You can probably imagine some of the countless possibilities for collecting “imperfect data” inherent in such a project. Not only would the data scientists get data from controlled sources like high school and university transcripts, attendance records, and financial aid applications, but they would also be pulling data from outside sources like extracurriculars, social media networks, etc., that could be used to enrich the data set to help make more accurate predictions.
The university IT team, who was responsible for the project, worked with the rest of the administration to develop a set of goals, along with a series of hypotheses that would help explain specific reasons why a student population might drop out. Then, they collected data from sources, both ‘perfect’ from inside the university, as well as ‘imperfect’ from outside, to help support those hypotheses.
Did it work? They think they can easily reach a 10% reduction in the student dropout rate.

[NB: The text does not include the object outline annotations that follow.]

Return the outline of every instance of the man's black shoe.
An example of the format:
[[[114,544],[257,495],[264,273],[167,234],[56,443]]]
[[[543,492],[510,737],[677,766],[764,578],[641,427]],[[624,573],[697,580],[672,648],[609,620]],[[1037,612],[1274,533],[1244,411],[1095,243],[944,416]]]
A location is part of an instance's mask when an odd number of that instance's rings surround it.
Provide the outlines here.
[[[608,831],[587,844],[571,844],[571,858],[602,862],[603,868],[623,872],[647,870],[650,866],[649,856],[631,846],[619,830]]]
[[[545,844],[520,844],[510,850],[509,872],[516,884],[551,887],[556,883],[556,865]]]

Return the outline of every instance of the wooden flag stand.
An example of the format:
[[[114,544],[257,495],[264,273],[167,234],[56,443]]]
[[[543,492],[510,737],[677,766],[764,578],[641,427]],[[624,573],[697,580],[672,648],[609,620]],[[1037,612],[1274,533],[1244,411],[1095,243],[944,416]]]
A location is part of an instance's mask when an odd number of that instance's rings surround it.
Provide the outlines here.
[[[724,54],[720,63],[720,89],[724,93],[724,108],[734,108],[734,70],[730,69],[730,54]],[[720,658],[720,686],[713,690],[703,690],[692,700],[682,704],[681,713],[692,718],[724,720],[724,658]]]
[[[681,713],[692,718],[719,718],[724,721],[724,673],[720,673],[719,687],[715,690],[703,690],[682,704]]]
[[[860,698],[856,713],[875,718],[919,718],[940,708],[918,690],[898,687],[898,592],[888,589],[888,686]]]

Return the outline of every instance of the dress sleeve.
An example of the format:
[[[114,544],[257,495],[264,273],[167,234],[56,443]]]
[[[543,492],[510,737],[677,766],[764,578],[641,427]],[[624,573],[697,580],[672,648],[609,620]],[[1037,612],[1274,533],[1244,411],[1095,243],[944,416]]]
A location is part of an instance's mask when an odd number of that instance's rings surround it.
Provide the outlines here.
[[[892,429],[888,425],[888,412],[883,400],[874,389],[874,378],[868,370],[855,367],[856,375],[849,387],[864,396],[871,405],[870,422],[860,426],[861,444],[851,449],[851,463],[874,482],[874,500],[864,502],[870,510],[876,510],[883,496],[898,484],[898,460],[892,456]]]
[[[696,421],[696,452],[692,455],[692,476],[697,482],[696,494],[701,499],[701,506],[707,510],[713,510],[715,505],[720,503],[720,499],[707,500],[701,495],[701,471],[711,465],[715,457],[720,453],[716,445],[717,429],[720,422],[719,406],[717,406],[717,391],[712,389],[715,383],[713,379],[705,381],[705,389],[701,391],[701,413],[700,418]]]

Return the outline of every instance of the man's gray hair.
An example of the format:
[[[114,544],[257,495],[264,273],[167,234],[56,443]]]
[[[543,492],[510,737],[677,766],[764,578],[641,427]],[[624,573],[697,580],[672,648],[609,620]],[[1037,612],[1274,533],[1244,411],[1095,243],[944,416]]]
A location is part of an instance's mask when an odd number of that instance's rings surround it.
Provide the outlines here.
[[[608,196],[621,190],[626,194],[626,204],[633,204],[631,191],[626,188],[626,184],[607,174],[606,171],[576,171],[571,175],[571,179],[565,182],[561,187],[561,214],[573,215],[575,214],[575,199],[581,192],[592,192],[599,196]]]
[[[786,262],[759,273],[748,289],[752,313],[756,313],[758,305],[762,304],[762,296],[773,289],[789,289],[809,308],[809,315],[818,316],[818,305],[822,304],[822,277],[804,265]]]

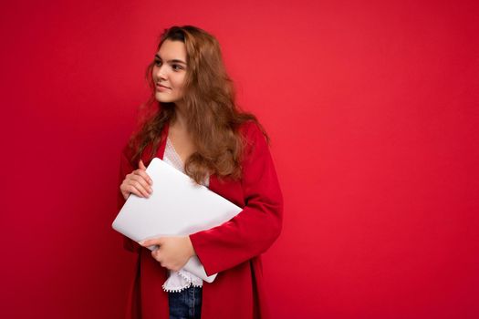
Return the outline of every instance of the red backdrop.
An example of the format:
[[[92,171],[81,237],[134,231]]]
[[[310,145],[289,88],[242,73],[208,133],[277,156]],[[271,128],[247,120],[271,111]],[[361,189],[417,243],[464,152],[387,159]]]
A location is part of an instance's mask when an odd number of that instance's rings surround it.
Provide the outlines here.
[[[285,196],[276,318],[479,317],[475,1],[1,5],[3,318],[120,318],[120,151],[161,31],[215,35]]]

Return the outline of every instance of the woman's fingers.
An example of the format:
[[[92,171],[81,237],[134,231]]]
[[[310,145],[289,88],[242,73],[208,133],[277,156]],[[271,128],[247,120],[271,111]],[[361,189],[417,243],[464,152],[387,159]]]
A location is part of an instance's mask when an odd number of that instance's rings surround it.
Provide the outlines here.
[[[148,176],[144,170],[136,170],[133,171],[133,174],[141,176],[150,185],[153,183],[153,180],[151,180],[151,179],[150,178],[150,176]]]
[[[132,177],[128,183],[131,192],[140,197],[150,197],[151,188],[141,177]]]
[[[146,170],[145,164],[143,164],[143,161],[140,160],[140,163],[138,164],[138,167],[141,170]]]
[[[148,176],[146,177],[146,179],[150,179]],[[145,180],[145,178],[142,176],[142,175],[131,175],[131,177],[130,178],[130,180],[133,180],[133,181],[136,181],[136,182],[139,182],[141,187],[143,189],[145,189],[149,193],[152,192],[153,191],[153,189],[151,189],[151,184],[149,183],[147,181],[147,180]]]

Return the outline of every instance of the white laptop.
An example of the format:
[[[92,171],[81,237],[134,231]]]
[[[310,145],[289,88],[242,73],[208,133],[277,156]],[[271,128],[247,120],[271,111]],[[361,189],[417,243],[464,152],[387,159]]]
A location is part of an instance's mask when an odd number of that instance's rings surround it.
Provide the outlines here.
[[[133,241],[189,235],[221,225],[242,211],[158,158],[146,172],[153,180],[153,192],[150,198],[130,194],[112,224],[115,231]],[[196,256],[183,269],[208,283],[217,274],[206,275]]]

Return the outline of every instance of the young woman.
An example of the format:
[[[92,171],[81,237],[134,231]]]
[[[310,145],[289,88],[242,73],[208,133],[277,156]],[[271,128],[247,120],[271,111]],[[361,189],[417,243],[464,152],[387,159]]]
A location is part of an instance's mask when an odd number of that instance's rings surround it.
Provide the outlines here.
[[[267,318],[261,253],[281,232],[283,199],[266,134],[234,104],[218,42],[200,28],[165,30],[147,78],[155,112],[123,149],[119,206],[151,195],[145,169],[158,157],[243,211],[189,236],[125,237],[138,256],[127,317]],[[218,273],[212,283],[182,269],[192,256]]]

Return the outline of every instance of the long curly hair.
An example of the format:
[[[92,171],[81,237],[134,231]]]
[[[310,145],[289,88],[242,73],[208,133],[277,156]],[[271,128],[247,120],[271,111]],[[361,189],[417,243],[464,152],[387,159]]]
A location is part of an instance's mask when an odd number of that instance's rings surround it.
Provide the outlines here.
[[[186,174],[197,183],[209,174],[215,174],[220,180],[226,177],[239,180],[245,146],[239,127],[245,121],[254,121],[269,142],[267,134],[255,115],[242,111],[236,105],[233,81],[226,73],[214,36],[192,26],[172,26],[161,35],[157,50],[167,39],[182,41],[186,47],[188,67],[183,98],[187,127],[196,148],[184,163]],[[175,118],[174,103],[159,102],[155,98],[153,66],[154,60],[146,69],[151,96],[144,107],[150,111],[129,143],[133,149],[131,163],[138,162],[151,143],[150,156],[154,157],[164,138],[161,132],[165,124]]]

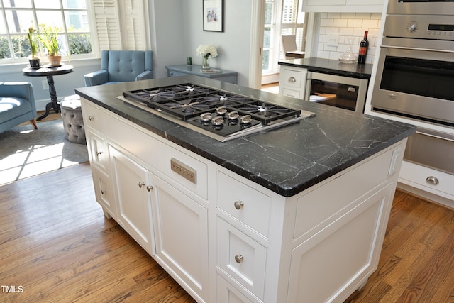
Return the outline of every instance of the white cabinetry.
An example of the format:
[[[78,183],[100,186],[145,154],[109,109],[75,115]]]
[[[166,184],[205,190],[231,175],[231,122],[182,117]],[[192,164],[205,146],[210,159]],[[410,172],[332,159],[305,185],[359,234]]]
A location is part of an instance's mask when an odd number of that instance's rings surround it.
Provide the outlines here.
[[[382,13],[384,0],[305,0],[303,11]]]
[[[86,102],[82,106],[85,132],[94,193],[107,218],[116,216],[115,193],[109,165],[109,150],[102,133],[104,113],[97,106]]]
[[[153,254],[151,226],[151,182],[148,170],[129,156],[112,146],[111,155],[114,186],[116,189],[116,219],[150,254]]]
[[[287,97],[304,99],[307,70],[281,65],[279,93]]]
[[[156,256],[199,300],[207,301],[208,211],[162,179],[153,177]]]
[[[454,175],[404,161],[398,187],[454,209]]]
[[[343,302],[377,268],[406,140],[284,197],[82,110],[98,202],[198,302]]]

The effort of finding and using perfect data has to be measured against the value of waiting to use it. In the case above, the university realized that the value of rapid recognition and intervention into dropout-risk students far outweighed any causes for delay. And, if more data becomes available (for example, as the pandemic changes enrollment patterns), they’re ready to iterate quickly to improve their model.
An iterative approach is the most logical one when dealing machine learning, and that’s especially true when dealing with imperfect (read: all) data. Business leaders should consider what process they want to improve, or which business decisions would benefit from predictive analysis approach, and dive right in to see what kind of impact they can have.
Then, together with the data science and/or IT teams, they can look at what data is needed, the sources of that data, and how that data can be translated into practicable information and predictive analysis.